Gosto de imaginar que ilhas significam-se ― fazem-se dizer por signos ― mediante barcos que se aventuram nas águas que as separam, mas também as unem: as águas podem ser oceânicas ou simples veredas, salgadas ou doces, profundas, turbulentas e mais difíceis de navegar, ou arroios cristalinos que escorrem transparentes entre pedras e vegetação de grande frescor. Os barcos, as palavras. E tudo o mais que diz respeito à palavra afeto, no sentido de afetar, atravessar. Escrever e ler são pontas de ilhas que se fazem significar ― os trajetos dependem dos barcos, das ilhas, das águas que as separam. Este blog não pretende nada, exceto lançar barcos que eventualmente alcancem outras ilhas. Barquinhos de papel.


terça-feira, 5 de julho de 2011

Hart Crane: Garden Abstract

JARDIM ABSTRATO

A maçã sobre seu ramo é seu desejo, ―
Brilhante suspensão e mímica do sol.
O ramo aprisionou-lhe o sopro, e sua voz
Mudamente articulada na queda e na ascensão
De galho sobre galho acima dela ofusca-a
Prisioneira da árvore e de seus dedos verdes.

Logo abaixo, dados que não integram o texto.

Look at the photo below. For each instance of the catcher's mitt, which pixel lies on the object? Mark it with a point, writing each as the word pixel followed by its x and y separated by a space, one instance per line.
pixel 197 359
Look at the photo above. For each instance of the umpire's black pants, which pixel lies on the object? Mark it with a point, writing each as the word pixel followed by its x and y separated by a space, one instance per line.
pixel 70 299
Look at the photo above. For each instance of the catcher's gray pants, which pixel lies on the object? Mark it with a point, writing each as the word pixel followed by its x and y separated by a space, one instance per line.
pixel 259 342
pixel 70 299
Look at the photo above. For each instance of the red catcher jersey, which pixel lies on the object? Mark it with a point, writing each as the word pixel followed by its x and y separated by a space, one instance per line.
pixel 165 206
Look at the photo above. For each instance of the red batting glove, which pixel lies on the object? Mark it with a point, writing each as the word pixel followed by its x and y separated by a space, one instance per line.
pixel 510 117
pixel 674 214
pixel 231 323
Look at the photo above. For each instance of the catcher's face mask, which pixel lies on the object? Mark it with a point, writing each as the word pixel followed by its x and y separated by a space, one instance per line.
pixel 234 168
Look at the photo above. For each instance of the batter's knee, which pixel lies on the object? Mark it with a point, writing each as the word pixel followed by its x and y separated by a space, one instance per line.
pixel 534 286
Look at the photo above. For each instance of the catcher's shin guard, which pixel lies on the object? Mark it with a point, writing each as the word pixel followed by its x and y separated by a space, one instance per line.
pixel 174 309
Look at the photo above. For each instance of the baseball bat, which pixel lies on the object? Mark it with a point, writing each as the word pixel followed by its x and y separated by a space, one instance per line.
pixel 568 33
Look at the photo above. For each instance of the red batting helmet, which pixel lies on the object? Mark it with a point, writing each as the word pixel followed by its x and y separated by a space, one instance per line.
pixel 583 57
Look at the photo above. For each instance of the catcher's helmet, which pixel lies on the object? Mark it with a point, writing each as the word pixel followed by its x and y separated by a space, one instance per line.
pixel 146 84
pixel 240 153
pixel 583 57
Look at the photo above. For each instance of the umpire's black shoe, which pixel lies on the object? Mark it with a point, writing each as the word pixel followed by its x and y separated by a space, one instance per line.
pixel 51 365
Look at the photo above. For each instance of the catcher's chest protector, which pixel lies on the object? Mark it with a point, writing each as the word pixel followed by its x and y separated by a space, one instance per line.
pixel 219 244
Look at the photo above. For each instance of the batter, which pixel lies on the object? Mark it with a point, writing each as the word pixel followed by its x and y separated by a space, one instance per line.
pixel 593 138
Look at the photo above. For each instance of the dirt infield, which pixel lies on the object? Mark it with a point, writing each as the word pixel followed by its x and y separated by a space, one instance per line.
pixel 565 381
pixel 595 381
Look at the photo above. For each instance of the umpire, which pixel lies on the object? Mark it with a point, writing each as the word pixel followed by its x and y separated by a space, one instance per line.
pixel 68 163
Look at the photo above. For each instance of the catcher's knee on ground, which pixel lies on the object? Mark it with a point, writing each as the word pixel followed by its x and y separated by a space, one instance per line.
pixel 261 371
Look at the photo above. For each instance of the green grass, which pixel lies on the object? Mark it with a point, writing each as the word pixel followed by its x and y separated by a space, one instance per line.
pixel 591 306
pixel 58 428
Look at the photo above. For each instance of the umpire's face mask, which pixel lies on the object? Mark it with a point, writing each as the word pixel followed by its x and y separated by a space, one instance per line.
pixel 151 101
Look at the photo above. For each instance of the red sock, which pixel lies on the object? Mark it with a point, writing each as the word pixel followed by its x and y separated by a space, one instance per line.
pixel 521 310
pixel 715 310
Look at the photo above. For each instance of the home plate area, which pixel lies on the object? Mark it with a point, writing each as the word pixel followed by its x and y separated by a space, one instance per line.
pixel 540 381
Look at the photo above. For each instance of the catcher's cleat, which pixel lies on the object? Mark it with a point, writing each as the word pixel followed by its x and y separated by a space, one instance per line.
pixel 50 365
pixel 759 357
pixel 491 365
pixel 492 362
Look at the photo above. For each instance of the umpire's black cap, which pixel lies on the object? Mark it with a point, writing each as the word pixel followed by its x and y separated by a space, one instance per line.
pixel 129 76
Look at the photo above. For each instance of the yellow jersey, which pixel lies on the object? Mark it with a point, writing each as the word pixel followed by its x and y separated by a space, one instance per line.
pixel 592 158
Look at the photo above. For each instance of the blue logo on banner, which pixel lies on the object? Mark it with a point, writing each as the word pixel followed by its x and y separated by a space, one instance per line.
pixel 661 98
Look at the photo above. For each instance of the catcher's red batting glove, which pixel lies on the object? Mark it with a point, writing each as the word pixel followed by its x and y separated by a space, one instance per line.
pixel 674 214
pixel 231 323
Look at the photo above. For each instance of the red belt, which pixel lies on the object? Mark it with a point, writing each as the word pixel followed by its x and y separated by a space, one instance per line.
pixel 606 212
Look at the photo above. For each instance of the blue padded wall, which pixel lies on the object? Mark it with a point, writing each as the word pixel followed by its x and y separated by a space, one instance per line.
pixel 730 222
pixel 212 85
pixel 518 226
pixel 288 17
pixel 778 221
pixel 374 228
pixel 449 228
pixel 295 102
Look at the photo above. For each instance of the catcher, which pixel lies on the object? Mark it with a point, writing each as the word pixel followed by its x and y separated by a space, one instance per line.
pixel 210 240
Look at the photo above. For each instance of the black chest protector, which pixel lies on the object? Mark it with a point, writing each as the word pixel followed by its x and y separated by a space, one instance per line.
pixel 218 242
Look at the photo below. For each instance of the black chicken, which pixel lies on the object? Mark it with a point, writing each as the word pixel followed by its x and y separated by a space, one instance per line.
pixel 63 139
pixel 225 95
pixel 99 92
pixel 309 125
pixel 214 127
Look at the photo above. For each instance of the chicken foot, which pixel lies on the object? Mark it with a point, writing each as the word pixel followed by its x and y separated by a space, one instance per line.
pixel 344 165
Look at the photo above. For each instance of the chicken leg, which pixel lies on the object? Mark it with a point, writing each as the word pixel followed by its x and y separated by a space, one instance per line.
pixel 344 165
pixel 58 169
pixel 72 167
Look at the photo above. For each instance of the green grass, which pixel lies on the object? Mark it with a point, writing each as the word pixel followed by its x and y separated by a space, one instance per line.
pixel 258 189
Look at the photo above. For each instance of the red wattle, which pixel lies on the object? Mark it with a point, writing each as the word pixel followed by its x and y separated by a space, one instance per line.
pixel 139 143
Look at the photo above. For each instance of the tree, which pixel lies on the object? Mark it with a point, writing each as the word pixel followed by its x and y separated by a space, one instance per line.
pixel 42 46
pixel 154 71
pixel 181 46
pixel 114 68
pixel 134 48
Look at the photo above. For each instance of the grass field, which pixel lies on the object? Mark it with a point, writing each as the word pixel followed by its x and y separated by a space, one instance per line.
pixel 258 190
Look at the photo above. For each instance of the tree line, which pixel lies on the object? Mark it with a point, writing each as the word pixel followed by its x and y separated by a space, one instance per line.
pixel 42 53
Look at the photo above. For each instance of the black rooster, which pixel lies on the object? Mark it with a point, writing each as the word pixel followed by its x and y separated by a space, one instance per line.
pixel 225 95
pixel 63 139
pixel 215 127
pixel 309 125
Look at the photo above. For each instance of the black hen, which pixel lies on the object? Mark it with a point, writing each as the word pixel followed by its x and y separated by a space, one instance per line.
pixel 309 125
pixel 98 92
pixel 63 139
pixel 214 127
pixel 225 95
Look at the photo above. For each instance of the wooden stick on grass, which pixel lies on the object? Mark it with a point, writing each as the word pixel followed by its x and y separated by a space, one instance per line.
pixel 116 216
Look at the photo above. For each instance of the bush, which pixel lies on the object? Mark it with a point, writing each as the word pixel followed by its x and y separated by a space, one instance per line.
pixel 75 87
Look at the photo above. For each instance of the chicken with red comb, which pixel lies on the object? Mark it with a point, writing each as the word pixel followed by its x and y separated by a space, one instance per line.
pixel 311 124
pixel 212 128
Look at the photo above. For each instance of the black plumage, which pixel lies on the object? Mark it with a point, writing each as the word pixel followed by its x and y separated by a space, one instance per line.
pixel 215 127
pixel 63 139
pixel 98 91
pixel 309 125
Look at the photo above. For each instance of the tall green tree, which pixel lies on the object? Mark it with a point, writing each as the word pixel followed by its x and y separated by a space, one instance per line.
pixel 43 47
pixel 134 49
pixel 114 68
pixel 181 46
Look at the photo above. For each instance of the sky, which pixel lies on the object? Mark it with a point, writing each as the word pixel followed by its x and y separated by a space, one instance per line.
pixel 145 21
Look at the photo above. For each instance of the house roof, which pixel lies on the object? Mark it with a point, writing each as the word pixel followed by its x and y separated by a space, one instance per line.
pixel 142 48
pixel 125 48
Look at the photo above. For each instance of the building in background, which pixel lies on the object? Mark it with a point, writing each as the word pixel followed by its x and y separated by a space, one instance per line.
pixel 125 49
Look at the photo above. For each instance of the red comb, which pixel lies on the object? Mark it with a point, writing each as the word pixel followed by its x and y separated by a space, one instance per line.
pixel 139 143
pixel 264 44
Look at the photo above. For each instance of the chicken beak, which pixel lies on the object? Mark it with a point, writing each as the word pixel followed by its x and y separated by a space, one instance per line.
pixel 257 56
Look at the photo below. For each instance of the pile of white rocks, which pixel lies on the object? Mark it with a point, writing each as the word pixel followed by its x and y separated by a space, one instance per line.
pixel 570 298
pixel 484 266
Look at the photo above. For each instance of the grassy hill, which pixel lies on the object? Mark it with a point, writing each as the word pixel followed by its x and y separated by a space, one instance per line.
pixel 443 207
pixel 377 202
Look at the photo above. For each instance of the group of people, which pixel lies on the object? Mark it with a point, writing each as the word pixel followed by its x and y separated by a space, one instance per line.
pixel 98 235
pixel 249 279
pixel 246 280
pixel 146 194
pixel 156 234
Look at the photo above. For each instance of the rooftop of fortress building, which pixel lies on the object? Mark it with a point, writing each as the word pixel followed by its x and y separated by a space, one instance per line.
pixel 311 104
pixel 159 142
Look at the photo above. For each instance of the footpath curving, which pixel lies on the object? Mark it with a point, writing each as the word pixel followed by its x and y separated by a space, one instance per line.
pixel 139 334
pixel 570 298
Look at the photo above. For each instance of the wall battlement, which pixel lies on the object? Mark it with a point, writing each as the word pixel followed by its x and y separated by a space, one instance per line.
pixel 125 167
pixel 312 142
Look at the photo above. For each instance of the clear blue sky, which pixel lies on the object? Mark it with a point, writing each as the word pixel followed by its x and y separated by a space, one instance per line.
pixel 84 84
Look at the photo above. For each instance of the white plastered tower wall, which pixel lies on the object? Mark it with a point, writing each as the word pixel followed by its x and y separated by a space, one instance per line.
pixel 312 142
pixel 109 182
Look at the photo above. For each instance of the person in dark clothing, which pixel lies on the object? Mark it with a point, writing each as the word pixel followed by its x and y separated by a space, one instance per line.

E sonha-se ela assim a própria árvore,
Possuída pelo vento, que lhe tece as veias jovens,
Segurando-a contra o céu e o azul breve
Mergulhando no sol a febre de seus braços.
Não tem memória, medo ou esperança
Além da grama e das sombras a seus pés.


GARDEN ABSTRACT

The apple on its bough is her desire,—
Shining suspension, mimic of the sun.
The bough has caught her breath up, and her voice,
Dumbly articulate in the slant and rise
Of branch on branch above her, blurs her eyes.
She is prisoner of the tree and its green fingers.

And so she comes to dream herself the tree,
The wind possessing her, weaving her young veins,
Holding her to the sky and its quick blue,
Drowning the fever of her hands in sunlight.
She has no memory, nor fear, nor hope
Beyond the grass and shadows at her feet.

FAUSTINO, Mário. Poesia completa e traduzida. Org. Benedito Nunes. São Paulo: Max Limonard, 1985, p.292-293.